In Belfast around twenty party activists gathered from early on in the Castle Street area where a large board demanding a unity referendum was mounted on a van. Several thousand leaflets explaining the party’s demands for a border poll were handed out to the large crowds who flocked into the city centre for the annual St Patrick’s day march.
Several former Republican prisoners agreed to speak on camera and explain the IRSP position in relation to the initiative.
Gerry Foster (Belfast) emphasised the encouragement that the movement had taken from comrades in Catalunya in recent times, stressing the importance of utilising national celebrations here to launch the next political push for Irish national independence.
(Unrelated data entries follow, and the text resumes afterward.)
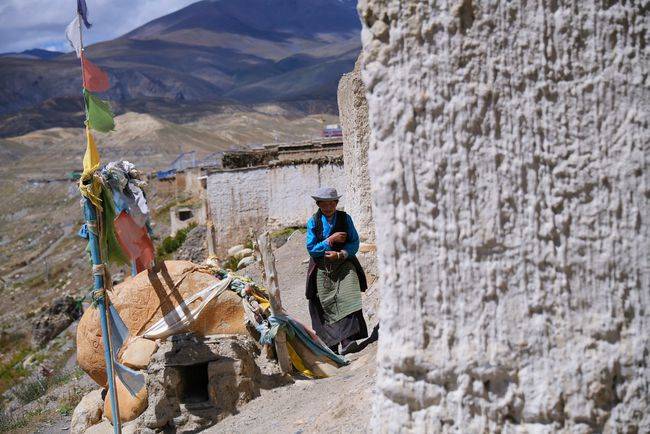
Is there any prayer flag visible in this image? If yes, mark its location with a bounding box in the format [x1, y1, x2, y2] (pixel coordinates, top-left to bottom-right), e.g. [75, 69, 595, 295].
[65, 15, 81, 57]
[83, 89, 115, 133]
[79, 125, 102, 210]
[84, 127, 99, 172]
[77, 0, 91, 29]
[81, 55, 110, 92]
https://www.facebook.com/IRSPBelfast1/videos/2094612567466595/
Ciarán Cunningham (Newry/Armagh) stressed how the demographic shifts which now see thousands of young people confidently express progressive Irish nationalism on a street level must also be channelled at a political level, with that confidence expressed in the form of campaigning openly for a border poll and a successful outcome.
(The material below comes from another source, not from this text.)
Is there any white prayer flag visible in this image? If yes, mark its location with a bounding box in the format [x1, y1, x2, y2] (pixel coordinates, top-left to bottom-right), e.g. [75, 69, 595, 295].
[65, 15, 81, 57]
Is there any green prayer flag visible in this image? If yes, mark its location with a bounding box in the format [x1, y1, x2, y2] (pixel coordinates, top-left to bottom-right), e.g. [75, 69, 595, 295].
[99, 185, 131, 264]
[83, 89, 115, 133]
https://www.facebook.com/IRSPBelfast1/videos/2094579370803248/
Tarlach McConnell (Fermanagh) gave a very emotional analysis of how he felt as he witnessed “the peoples journey into Belfast City Centre”, he said “the architects of partition a hundred years ago didn’t provide for this, the demographic shift of the people”, “Just as we see the people begin their journey today into the city to express their Irish national identity, so to do we begin our journey, launching our national campaign for our ultimate goal of a united Irish Socialist Republic”.
https://www.facebook.com/IRSPBelfast1/videos/2094589054135613/
In Strabane, IRSP activists established a symbolic ‘referendum polling booth’ in the town centre, with mock ballot papers being handed out to passers by that asked the simple question ‘Do you want to see the unification of the nation and its people?’.
Encouragingly, one of the first to step forward and vote was the Sinn Féin chair of Derry & Strabane district council Maolíosa McHugh, needless to say the eventual result of the mock referendum was an overwhelming ‘yes’ (out of 306 votes polled only two ‘No’s were returned. Strabane IRSP spokesman Michael McLaughlin concluded by saying ‘the national day needs to be politicised, not de-politicised. We aim to see our national day utilised to push for the ultimate goal of a referendum for Irish unity’.
In Derry, IRSP members began their St Patrick’s day activism by erecting a large hoarding in the Shantalow area demanding ‘Unity Referendum Now’ while later in the day several thousand leaflets demanding the same were handed out by activists interspersed throughout the march.
Derry spokesperson Danny Morrison concluded the day by speaking what is now on many peoples minds stating, ‘the campaign for radical constitutional change is now well underway, and Republican Socialism will be very much in the vanguard of that change’.